人気者の女の子が何故か家に来る話
「よっしゃ!ざまあみろ雑魚!!」
モニターの中で、風見羊のあやつっていたキャラクターがガッツポーズをとる。それにつられて、羊自身も思わずこぶしを宙に突き出した。部屋は暗く、モニターの明かりだけが羊の細い腕を白く照らしている。机わきに置かれた時計の針は午前1時半を指し示していたが、羊は気に留める様子もなく再びゲームのコントローラを握りなおした。羊がこんな生活を始めてからすでに三か月が経過していた。はじまりは些細なことでなんということもない。ただある日、クラスの女子の一人が突然に、「なんか風見キモくね」と放課後の教室の中でつぶやいて、次の日からクラスにもそんな風な雰囲気が広がって、羊はいじめられるようになった。
靴やカバンを隠されたり、二階から水をかけられたり、果てにはクラスの女子の下着を盗んだ犯人として仕立て上げられた。そしてそのあと、羊は高校に通うことをやめ、部屋へとひきこもるようになった。
「羊、いい加減出てきなさい。引きこもってちゃどうしたいかわからないだろう?」
「羊ちゃん、お母さん話聞くからここを開けてくれない?」
初めの一か月は両親が今まででは考えられないくらいの猫なで声で外へと連れ出そうとした。彼らにとっては息子が学校でいじめられていたかどうかよりも、目に見える形で息子が引きこもっている方が問題なようだった。世間体を重んじる両親がまともに話など聞かないことを、羊は知っていた。

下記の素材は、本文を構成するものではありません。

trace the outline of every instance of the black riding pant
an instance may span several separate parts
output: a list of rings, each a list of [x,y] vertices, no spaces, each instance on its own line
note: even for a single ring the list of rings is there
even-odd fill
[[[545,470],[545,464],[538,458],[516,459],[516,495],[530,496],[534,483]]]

実際、そうした両親の試みも長くは続かず、引きこもって二か月経とうかというときには、羊はすでにいないものとして扱われていた。食事だけは毎日律義に部屋の前に置かれていたがそれ以外のやり取りは一切なくなっていた。そして夕飯時に時折聞こえる両親や妹の笑い声を聞くまいと、羊はいつの間にか昼夜問わずオンラインゲームに没頭するようになったのだった。

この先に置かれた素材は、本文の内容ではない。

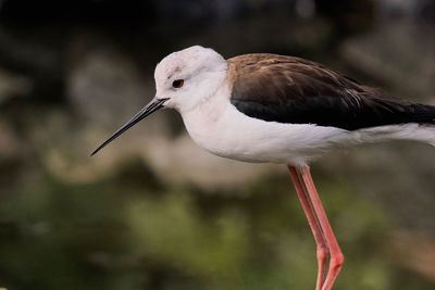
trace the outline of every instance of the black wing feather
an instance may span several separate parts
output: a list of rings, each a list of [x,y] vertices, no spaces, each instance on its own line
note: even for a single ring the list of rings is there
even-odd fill
[[[250,117],[347,130],[435,123],[435,106],[386,97],[307,60],[247,54],[228,63],[234,78],[231,102]]]

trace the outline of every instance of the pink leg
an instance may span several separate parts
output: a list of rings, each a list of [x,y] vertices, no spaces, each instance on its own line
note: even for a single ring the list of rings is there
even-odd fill
[[[295,185],[296,192],[298,193],[299,201],[302,204],[303,212],[306,213],[308,224],[310,224],[311,230],[314,236],[315,243],[318,245],[318,282],[315,285],[315,290],[321,290],[325,277],[325,264],[328,256],[328,248],[323,237],[323,232],[320,228],[319,220],[314,215],[313,209],[308,200],[307,192],[303,189],[302,180],[299,177],[297,169],[294,166],[288,165],[290,171],[290,176]]]
[[[338,247],[337,240],[335,239],[330,222],[327,220],[325,211],[323,210],[323,205],[319,198],[318,190],[315,189],[314,182],[311,177],[310,167],[308,166],[302,167],[301,176],[306,182],[307,191],[314,209],[314,214],[319,219],[327,248],[330,249],[331,252],[330,269],[327,272],[326,280],[322,288],[322,290],[330,290],[333,287],[334,281],[341,269],[341,265],[345,259],[343,256],[341,250]]]

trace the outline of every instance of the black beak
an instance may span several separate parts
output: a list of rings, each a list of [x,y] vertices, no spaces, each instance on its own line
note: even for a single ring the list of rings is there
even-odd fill
[[[151,102],[149,102],[146,106],[142,108],[142,110],[139,111],[130,121],[128,121],[124,126],[122,126],[117,131],[115,131],[111,137],[109,137],[108,140],[105,140],[102,144],[100,144],[90,155],[96,154],[98,151],[103,149],[107,144],[112,142],[114,139],[116,139],[124,131],[128,130],[133,125],[145,118],[146,116],[150,115],[151,113],[156,112],[157,110],[161,109],[163,106],[163,103],[167,101],[169,98],[166,99],[152,99]]]

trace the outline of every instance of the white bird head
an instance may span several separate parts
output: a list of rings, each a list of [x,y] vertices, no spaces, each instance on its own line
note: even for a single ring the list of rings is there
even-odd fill
[[[90,155],[161,108],[173,108],[182,114],[195,109],[215,93],[226,68],[221,54],[209,48],[195,46],[171,53],[156,67],[156,97]]]
[[[226,76],[226,61],[200,46],[173,52],[156,67],[156,98],[166,108],[189,111],[214,94]]]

気づけば時計の長針はすでに三時をまわっていた。羊はパソコンの電源を落とすと、荒れ放題のベッドの中にもぐりこんだ。部屋の中に充満している寂しげな寒さから身を隠すように頭から掛け布団をかぶる。
「……帰りたい」
ゲームを終えて深夜に眠ろうとするとき、羊は決まって大きな虚無と、強烈な孤独を感じるのだった。眠れぬまま朝を迎えることもあった。そしてその都度こぼれる「帰りたい」という言葉はどういう意味をはらんでいるのか、発した羊自身にもわかっていなかった。
*
コンコン、と部屋の扉が二回ノックされる。窓から差し込む西日を遮るために羊がカーテンを閉めている途中のことだった。ドア越しに妹のくぐもった声が聞こえる。
「兄貴、お客さん」
妹はそれだけ言うとバタバタと足音を立てて階段を下っていった。もともとそこまで好かれてはいなかったからか、引きこもる前と後で唯一自分への態度を変えていないのは妹の蝶花だけだった。ふと、羊は部屋の前の廊下に誰かがいる気配を感じた。
「……ごめんなさい、家にまで押しかけて」
扉の向こうに立っている人物は泣いているようだった。時折鼻をすすり、声を震わせながら、聞いているかもわからない部屋の内側にその人物は語り掛けていた。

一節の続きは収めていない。